Graylog is a centralized log management solution to capture, store and analyze log files in real-time. Starting with the latest minor release 4.3 Graylog announced to no longer support Elasticsearch (ES) due to licensing and structural changes Elastic introduced in v7.11. For this reason, the last supported ES version is 7.10, which has already reached EOL on May 11, 2022.
Fortunately, Graylog also knows this and recommends users to switch even if it is currently not enforced and ES 7.10 continues to work for now 1 . As you usually don’t wants to operate software that no longer receives security updates, I have started to look into a migration and prepared the Container and Ansible setup.
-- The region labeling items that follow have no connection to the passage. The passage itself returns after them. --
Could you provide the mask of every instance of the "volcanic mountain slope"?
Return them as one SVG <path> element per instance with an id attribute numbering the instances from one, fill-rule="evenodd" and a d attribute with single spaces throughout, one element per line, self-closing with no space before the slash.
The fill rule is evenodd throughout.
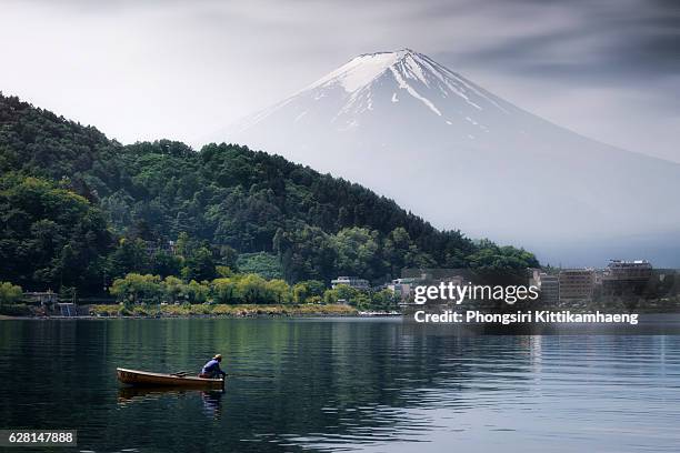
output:
<path id="1" fill-rule="evenodd" d="M 360 181 L 439 226 L 553 263 L 649 255 L 679 231 L 680 165 L 560 128 L 409 49 L 359 56 L 216 139 Z"/>

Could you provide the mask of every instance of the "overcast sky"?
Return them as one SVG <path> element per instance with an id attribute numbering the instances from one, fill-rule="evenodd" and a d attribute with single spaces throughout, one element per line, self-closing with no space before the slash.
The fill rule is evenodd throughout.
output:
<path id="1" fill-rule="evenodd" d="M 0 0 L 0 90 L 123 143 L 201 137 L 411 48 L 584 135 L 680 162 L 678 0 Z"/>

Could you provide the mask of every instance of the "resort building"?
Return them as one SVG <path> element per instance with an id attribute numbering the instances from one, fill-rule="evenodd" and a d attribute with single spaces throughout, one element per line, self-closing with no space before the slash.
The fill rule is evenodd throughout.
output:
<path id="1" fill-rule="evenodd" d="M 536 281 L 541 291 L 541 301 L 544 303 L 558 303 L 560 301 L 560 281 L 557 275 L 541 272 Z"/>
<path id="2" fill-rule="evenodd" d="M 602 274 L 602 291 L 606 294 L 641 294 L 653 275 L 647 260 L 611 260 Z"/>
<path id="3" fill-rule="evenodd" d="M 559 299 L 591 301 L 594 290 L 594 269 L 564 269 L 558 276 Z"/>
<path id="4" fill-rule="evenodd" d="M 371 288 L 369 285 L 368 280 L 359 279 L 357 276 L 338 276 L 336 280 L 331 280 L 331 285 L 333 289 L 336 289 L 340 284 L 344 284 L 350 288 L 363 291 L 369 290 Z"/>

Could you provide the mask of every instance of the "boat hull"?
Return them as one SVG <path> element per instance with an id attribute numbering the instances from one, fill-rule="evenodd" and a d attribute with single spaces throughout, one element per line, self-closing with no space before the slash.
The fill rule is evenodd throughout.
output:
<path id="1" fill-rule="evenodd" d="M 123 384 L 137 386 L 180 386 L 192 389 L 222 389 L 224 386 L 224 381 L 221 379 L 178 376 L 128 369 L 116 369 L 116 374 Z"/>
My fist mistake on this journey was to believe I can just use the latest Opensearch (OS) release. Had I read the documentation 2 more carefully I would have saved myself a lot of trouble…
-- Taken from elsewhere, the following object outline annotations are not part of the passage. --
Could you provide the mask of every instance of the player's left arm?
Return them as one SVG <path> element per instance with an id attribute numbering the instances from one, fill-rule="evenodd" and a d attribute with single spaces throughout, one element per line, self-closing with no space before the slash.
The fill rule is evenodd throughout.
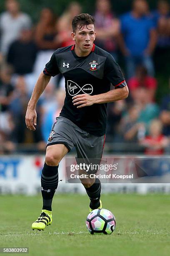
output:
<path id="1" fill-rule="evenodd" d="M 128 97 L 128 93 L 129 90 L 126 85 L 123 88 L 119 88 L 105 93 L 93 96 L 85 94 L 77 95 L 72 98 L 72 102 L 75 106 L 80 105 L 77 107 L 78 108 L 80 108 L 91 106 L 95 104 L 108 103 L 125 99 Z"/>
<path id="2" fill-rule="evenodd" d="M 128 97 L 129 90 L 119 66 L 110 54 L 108 56 L 105 63 L 104 77 L 115 86 L 115 89 L 97 95 L 84 94 L 74 96 L 72 98 L 72 102 L 75 106 L 78 105 L 78 108 L 94 104 L 113 102 Z"/>

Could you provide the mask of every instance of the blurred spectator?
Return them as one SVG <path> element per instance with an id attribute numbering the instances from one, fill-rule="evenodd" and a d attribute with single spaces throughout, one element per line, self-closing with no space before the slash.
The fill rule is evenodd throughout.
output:
<path id="1" fill-rule="evenodd" d="M 170 89 L 170 79 L 169 80 Z M 162 99 L 161 106 L 160 118 L 162 122 L 163 133 L 166 136 L 170 136 L 170 93 Z"/>
<path id="2" fill-rule="evenodd" d="M 0 16 L 1 32 L 1 54 L 7 54 L 10 45 L 19 36 L 23 27 L 30 28 L 31 20 L 28 15 L 20 10 L 20 4 L 17 0 L 6 0 L 6 12 Z"/>
<path id="3" fill-rule="evenodd" d="M 25 115 L 30 97 L 28 96 L 24 77 L 17 78 L 14 97 L 10 104 L 10 110 L 13 118 L 15 128 L 12 134 L 12 141 L 18 143 L 35 142 L 39 144 L 40 148 L 45 148 L 45 143 L 42 136 L 41 125 L 41 101 L 37 105 L 37 125 L 34 133 L 30 132 L 26 127 Z"/>
<path id="4" fill-rule="evenodd" d="M 10 46 L 7 61 L 12 65 L 15 74 L 24 75 L 32 73 L 37 51 L 32 30 L 23 28 L 19 39 Z"/>
<path id="5" fill-rule="evenodd" d="M 18 76 L 24 75 L 30 95 L 37 78 L 33 72 L 37 53 L 37 47 L 32 38 L 32 29 L 23 28 L 20 38 L 10 45 L 7 54 L 7 62 L 13 68 L 13 82 L 15 82 Z"/>
<path id="6" fill-rule="evenodd" d="M 126 107 L 125 101 L 124 100 L 108 104 L 106 142 L 120 142 L 122 140 L 120 136 L 119 124 Z"/>
<path id="7" fill-rule="evenodd" d="M 159 120 L 154 120 L 150 123 L 150 132 L 140 141 L 140 144 L 145 147 L 147 155 L 162 155 L 168 146 L 169 141 L 162 133 L 162 123 Z"/>
<path id="8" fill-rule="evenodd" d="M 154 101 L 157 81 L 154 77 L 148 75 L 147 69 L 145 67 L 137 67 L 135 75 L 129 79 L 128 85 L 130 95 L 134 100 L 135 100 L 136 93 L 138 93 L 139 88 L 144 87 L 147 89 L 148 95 L 150 95 L 150 101 Z"/>
<path id="9" fill-rule="evenodd" d="M 55 104 L 46 110 L 43 118 L 41 129 L 45 141 L 48 139 L 52 125 L 56 122 L 56 118 L 59 116 L 64 105 L 65 92 L 63 89 L 59 89 L 53 94 L 55 95 Z"/>
<path id="10" fill-rule="evenodd" d="M 159 117 L 159 106 L 150 101 L 148 90 L 144 87 L 140 87 L 137 90 L 135 103 L 140 108 L 138 121 L 145 123 L 147 129 L 150 121 Z"/>
<path id="11" fill-rule="evenodd" d="M 9 111 L 14 90 L 10 84 L 11 78 L 11 69 L 8 66 L 2 67 L 0 70 L 0 151 L 14 149 L 14 145 L 9 141 L 13 129 Z"/>
<path id="12" fill-rule="evenodd" d="M 49 8 L 42 10 L 35 32 L 35 42 L 39 49 L 34 66 L 37 78 L 55 50 L 60 46 L 60 37 L 57 36 L 56 20 L 52 10 Z"/>
<path id="13" fill-rule="evenodd" d="M 153 76 L 151 56 L 157 36 L 146 0 L 135 0 L 132 11 L 122 16 L 121 23 L 122 34 L 119 41 L 125 57 L 128 78 L 134 76 L 137 64 L 145 66 L 149 75 Z"/>
<path id="14" fill-rule="evenodd" d="M 170 5 L 165 0 L 160 0 L 158 10 L 152 13 L 158 33 L 158 45 L 159 47 L 170 46 Z"/>
<path id="15" fill-rule="evenodd" d="M 143 124 L 138 122 L 140 111 L 138 106 L 131 106 L 127 114 L 122 118 L 120 124 L 125 142 L 137 142 L 138 136 L 141 136 L 140 133 L 142 130 L 145 131 Z"/>
<path id="16" fill-rule="evenodd" d="M 71 37 L 72 31 L 71 23 L 75 16 L 81 13 L 81 7 L 77 2 L 72 2 L 66 10 L 59 19 L 58 31 L 60 38 L 62 40 L 62 47 L 74 44 Z"/>
<path id="17" fill-rule="evenodd" d="M 154 54 L 155 66 L 157 71 L 166 77 L 170 73 L 170 3 L 165 0 L 159 1 L 158 10 L 154 11 L 152 15 L 158 33 L 158 44 Z"/>
<path id="18" fill-rule="evenodd" d="M 110 0 L 97 0 L 96 4 L 96 44 L 116 59 L 116 37 L 120 32 L 120 22 L 112 13 Z"/>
Anyway, the actual migration of the cluster from ES v7.10 to OS v2.1 succeeded surprisingly smoothly. Well, almost, after all I had to rewrite the complete Ansible role because OS 2.x has changed almost all configuration parameters and API calls 🎉 But as you can imagine, everything explodes while trying to start Graylog again. Dang. Just downgrading Opensearch was also not possible as the cluster and all indices were migrated successfully already. To get it back in a working state I decided to reset the entire cluster and restore the snapshots from the S3 backup repository before I start to start a next try, this time with a supported OS 1.x version 🤞 At least I have already completed the ES disaster recovery test for this year.
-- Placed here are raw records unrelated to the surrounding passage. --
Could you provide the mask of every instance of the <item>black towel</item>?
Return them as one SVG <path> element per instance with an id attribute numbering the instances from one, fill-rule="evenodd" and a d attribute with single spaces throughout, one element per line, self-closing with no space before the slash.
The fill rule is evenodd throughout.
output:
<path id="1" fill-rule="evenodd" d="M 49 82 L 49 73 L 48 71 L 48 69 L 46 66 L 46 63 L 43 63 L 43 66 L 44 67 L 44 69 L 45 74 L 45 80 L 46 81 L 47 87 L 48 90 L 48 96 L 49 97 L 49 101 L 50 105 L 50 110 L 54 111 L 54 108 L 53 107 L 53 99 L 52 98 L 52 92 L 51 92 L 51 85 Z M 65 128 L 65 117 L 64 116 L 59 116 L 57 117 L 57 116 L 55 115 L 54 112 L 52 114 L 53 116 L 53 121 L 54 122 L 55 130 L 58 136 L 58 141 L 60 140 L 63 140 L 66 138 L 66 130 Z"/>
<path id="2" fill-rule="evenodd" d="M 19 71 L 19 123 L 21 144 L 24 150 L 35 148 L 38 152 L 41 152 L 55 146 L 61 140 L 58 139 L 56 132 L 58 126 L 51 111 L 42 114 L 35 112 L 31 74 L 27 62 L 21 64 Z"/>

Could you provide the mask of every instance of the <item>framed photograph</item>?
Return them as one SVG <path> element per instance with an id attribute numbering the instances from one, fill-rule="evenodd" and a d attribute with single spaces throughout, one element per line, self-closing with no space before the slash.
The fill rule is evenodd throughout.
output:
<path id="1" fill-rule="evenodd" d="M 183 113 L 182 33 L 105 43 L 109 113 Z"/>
- Read documentations/upgrade instructions more carefully
- Ensure to have a working backup
- Test your recovery process frequently to stay calm and comfortable in case of an emergency
- Test upgrades in a staging environment whenever possible
What annoys me a bit about the whole situation is the back and forth and the rather bad communication in the past from Graylog 3 . Furthermore, the situation with Opensearch is not really better, as it is unclear if e.g. version 1.3 is still supported or not and a general lifecycle information is still missing 4 .